HPP Los Angeles and other pressurization advocates see this as an imperfect system. Why should consumers have to sacrifice some of the most pleasurable qualities of eating, especially in a city where diners have come to expect the kind of quality set by incredible restaurants near The Staples Center and Burbank? Rather than using heat or chemicals, we subject food to a powerful amount of water pressure. In turn, bacteria is deactivated and because no heat is used, natural flavors and textures are allowed to persist. Furthermore, once the packaged food is pressurized and ready for distribution, it can remain on the shelf for longer stretches of time than heat-pasteurized or chemically enhanced foods.
For years, food processors had to use preservatives to prolong the shelf life of their food. The window of time from packaging, distribution, and arrival on the supermarket shelf was too long for most foods to take. Otherwise, they would start to spoil, which was bad for business and consumers. However, for some foods, additives either reduced or eliminated altogether nutritional value. These items more or less just became things to chew. Little sustenance was gleaned from them.
With the use of HPP, however, preservatives were no longer necessary. Pressurization doesn’t take away any of the so-called “good stuff” from food. It preserves its naturally-occurring nutrients, proteins and vitamins, and actually prolongs their existence and value. When you buy sliced deli meat, salsa or juice at the store that’s been subject to HPP processes, it has the same nutrition that it had when it was processed. Nothing gets lost.

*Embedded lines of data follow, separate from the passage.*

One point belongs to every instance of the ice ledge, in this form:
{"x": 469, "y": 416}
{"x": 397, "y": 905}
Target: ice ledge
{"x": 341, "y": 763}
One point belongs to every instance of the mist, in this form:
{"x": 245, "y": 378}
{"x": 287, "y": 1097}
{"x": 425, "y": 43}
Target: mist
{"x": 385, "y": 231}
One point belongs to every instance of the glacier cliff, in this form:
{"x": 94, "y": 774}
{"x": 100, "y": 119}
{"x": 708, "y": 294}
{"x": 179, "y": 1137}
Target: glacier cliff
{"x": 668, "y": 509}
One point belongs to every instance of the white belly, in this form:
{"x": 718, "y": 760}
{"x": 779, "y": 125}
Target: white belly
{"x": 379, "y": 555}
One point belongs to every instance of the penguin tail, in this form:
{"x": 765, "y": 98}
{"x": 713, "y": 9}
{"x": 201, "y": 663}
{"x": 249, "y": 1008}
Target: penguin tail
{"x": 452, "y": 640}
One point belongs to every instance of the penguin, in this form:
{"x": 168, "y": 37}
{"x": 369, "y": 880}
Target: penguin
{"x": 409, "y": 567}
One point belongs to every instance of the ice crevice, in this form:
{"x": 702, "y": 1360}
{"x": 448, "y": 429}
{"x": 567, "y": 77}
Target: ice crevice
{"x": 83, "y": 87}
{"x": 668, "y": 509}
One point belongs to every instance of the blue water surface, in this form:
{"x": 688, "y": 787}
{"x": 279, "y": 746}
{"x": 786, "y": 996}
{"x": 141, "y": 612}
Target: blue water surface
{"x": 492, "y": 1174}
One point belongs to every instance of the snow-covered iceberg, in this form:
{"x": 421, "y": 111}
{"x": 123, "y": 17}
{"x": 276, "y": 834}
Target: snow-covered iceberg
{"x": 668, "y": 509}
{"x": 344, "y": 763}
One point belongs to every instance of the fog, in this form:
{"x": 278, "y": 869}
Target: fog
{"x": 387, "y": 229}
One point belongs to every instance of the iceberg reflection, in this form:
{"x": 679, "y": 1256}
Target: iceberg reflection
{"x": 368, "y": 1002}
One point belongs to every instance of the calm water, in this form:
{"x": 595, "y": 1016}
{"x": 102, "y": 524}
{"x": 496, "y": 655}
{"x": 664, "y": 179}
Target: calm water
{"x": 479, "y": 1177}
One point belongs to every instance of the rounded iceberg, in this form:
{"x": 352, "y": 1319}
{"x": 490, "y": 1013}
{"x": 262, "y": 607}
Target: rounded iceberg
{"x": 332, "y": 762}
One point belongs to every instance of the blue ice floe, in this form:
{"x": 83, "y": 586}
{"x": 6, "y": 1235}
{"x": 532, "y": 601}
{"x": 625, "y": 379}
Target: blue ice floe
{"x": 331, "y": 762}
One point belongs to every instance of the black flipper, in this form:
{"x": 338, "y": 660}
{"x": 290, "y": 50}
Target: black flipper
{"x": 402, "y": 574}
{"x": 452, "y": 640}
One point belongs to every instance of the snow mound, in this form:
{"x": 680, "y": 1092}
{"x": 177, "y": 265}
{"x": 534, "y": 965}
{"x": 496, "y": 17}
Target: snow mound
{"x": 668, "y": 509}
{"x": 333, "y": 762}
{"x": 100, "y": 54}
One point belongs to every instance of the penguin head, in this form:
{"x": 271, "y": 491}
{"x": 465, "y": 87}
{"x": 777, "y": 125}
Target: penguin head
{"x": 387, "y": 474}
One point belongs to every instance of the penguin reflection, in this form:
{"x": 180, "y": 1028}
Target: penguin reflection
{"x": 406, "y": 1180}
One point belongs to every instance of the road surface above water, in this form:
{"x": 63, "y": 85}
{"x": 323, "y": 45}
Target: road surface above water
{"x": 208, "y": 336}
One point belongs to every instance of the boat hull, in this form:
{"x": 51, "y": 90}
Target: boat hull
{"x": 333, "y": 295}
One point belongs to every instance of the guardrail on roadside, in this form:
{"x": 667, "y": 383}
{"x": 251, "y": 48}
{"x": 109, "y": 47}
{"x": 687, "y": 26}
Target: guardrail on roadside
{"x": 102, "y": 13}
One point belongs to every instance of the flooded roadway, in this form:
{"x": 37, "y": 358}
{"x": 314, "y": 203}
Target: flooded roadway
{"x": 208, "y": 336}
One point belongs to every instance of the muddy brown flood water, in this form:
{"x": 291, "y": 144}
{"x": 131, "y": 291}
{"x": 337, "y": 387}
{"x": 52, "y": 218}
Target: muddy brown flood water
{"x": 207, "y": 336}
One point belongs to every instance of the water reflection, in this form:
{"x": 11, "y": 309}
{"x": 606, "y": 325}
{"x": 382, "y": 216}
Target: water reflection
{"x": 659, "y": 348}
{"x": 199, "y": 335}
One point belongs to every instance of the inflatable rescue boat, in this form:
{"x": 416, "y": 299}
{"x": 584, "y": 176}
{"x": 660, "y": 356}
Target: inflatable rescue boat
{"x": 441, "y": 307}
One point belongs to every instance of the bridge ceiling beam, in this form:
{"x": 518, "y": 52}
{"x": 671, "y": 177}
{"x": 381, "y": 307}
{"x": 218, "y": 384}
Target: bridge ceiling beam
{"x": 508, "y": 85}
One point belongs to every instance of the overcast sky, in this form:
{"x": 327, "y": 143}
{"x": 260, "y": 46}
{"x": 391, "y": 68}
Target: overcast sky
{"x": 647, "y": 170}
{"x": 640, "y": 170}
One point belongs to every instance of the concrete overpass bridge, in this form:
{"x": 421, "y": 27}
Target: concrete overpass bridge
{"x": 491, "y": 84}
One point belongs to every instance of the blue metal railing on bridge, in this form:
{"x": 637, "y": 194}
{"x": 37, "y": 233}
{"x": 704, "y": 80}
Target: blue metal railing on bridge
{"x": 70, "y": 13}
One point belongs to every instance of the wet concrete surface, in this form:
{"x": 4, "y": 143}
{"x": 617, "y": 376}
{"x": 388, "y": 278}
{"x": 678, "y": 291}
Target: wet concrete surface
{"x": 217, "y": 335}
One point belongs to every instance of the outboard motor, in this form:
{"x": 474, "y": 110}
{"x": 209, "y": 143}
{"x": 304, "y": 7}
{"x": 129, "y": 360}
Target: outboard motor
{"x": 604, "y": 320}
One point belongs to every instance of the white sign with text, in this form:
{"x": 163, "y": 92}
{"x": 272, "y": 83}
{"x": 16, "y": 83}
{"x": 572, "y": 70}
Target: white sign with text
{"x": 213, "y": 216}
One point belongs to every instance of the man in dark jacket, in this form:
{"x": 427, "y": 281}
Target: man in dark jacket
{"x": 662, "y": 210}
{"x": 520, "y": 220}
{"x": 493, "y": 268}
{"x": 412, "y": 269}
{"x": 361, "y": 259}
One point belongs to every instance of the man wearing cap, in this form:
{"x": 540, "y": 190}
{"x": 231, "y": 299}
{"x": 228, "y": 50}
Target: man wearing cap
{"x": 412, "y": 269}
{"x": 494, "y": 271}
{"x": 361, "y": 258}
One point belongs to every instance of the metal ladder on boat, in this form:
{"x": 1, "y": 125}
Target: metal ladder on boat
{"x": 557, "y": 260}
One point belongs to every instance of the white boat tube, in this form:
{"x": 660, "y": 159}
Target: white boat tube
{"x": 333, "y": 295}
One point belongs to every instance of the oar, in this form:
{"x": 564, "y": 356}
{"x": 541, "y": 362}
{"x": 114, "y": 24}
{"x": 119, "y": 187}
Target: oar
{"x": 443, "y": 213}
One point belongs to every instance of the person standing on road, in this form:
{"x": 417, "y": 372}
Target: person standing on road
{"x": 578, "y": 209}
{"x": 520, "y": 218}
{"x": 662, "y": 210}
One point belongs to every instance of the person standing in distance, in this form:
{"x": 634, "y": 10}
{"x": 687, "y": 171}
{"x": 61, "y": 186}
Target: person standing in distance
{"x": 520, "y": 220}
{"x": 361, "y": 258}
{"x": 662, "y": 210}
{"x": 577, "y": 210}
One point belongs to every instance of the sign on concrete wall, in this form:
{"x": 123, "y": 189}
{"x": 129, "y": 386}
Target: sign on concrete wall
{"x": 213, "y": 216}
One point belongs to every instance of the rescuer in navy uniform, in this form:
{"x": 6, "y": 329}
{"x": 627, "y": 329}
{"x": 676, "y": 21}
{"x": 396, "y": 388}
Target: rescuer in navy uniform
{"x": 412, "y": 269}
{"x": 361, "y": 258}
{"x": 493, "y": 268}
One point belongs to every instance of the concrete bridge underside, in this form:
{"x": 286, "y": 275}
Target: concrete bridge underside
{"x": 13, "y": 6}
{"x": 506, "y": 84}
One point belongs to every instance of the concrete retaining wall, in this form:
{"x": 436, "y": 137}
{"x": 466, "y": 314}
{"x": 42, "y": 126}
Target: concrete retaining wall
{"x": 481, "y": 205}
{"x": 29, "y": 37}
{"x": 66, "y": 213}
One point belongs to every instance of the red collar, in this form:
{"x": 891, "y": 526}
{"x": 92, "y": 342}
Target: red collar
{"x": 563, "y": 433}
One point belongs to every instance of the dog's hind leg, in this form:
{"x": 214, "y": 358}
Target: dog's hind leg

It may sound counterintuitive, but as technology becomes more sophisticated and capable of augmenting the possibilities of food production, Los Angeles consumers are demanding more basic, natural foods from their supermarkets and restaurants. They want technology to enhance the human experience, not work against it. As anyone hiking Runyon Canyon in Hollywood or jogging along the The Strand in Hermosa Beach will tell you, flavorful, natural food is important to our bodies. Unlike the watered-down taste of food with additives, or off textures produced by thermal pasteurization, high hydrostatic pressure processing maintains the fresh, real taste of food. There’s nothing unnatural or processed about it.
While HPP is the frontrunner when it comes to food technology, there do exist other developing – albeit controversial – practices of making food production more efficient. Some companies have experimented with extruding food. That is, compressing it into a smaller, semi-solid mass, and then filtering it through an aperture to enhance its texture and shape. But this method remains largely in the testing stage. Meanwhile, GMOs seek to modify natural ingredients through scientific means, though they remain controversial in places like Los Angeles, where Santa Monica foodies and San Fernando Valley consumers alike oppose any kind of unnatural modification to their cuisine.
For anyone familiar with high-pressure pasteurization, it’s clear that pressurization remains the only proven method of technology for safe, natural food.